Die im  DAX 30 notierten Unternehmen „hätten“ diese Verluste in der Gewinn- und Verlustrechnung der Bilanzen zu verbuchen, habe ich geschrieben. Und hätten sie dieses getan,  hätten die DAX 30 Konzerne für das Jahr 2008 statt der ausgewiesenen Gewinne von zusammen 28,9 Milliarden Euro Verluste von 13,4 Milliarden Euro ausweisen müssen.
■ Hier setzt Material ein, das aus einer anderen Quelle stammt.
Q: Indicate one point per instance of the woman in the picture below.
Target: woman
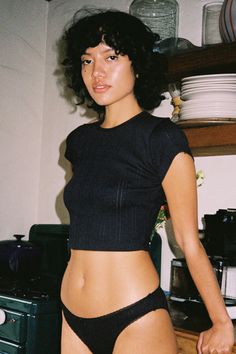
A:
(124, 166)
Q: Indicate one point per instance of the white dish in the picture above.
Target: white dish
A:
(210, 84)
(211, 77)
(212, 94)
(207, 103)
(210, 115)
(212, 88)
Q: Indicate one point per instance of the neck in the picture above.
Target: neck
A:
(117, 114)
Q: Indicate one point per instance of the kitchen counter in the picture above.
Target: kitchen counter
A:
(189, 319)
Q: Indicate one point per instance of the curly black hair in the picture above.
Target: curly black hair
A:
(127, 35)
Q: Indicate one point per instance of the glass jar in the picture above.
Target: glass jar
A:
(160, 15)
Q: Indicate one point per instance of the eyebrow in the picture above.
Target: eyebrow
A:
(104, 51)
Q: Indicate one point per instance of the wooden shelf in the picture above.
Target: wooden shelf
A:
(214, 59)
(212, 140)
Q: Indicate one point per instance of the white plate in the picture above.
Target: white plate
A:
(212, 88)
(211, 84)
(212, 94)
(211, 77)
(209, 103)
(197, 114)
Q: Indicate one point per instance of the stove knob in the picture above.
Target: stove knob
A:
(2, 317)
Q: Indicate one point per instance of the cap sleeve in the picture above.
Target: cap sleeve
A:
(167, 140)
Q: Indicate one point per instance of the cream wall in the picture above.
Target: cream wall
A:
(22, 62)
(36, 118)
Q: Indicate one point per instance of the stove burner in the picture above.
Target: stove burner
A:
(40, 288)
(25, 294)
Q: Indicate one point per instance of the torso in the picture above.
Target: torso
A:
(96, 283)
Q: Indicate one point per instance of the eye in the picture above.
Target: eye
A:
(112, 57)
(86, 61)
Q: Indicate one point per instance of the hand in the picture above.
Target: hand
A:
(219, 339)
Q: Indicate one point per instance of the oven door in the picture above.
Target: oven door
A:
(10, 348)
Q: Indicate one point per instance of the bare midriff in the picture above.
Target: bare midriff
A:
(99, 282)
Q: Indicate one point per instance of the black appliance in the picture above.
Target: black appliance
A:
(182, 287)
(30, 310)
(220, 234)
Sie „hätten“ – sie haben aber nicht. Die DAX 30 Konzerne haben stattdessen die bilanzfreundlichen Rechnungslegungsvorschriften, die International Financial Reporting Standards (IFRS), genutzt. „Rechnen, schieben, kürzen“ titelte die Süddeutsche Zeitung bereits am 31.10.08 angesichts der neuen Gestaltungs- und Entlastungsmöglichkeiten, die diese neuen Bilanzregeln den DAX 30 Unternehmen bieten. Und teure Fachseminare werben mit „Nutzen auch Sie die neuen Spielräume“. Gemeint sind die bilanzfreundlichen Rechnungslegungsvorschriften, die IFRS.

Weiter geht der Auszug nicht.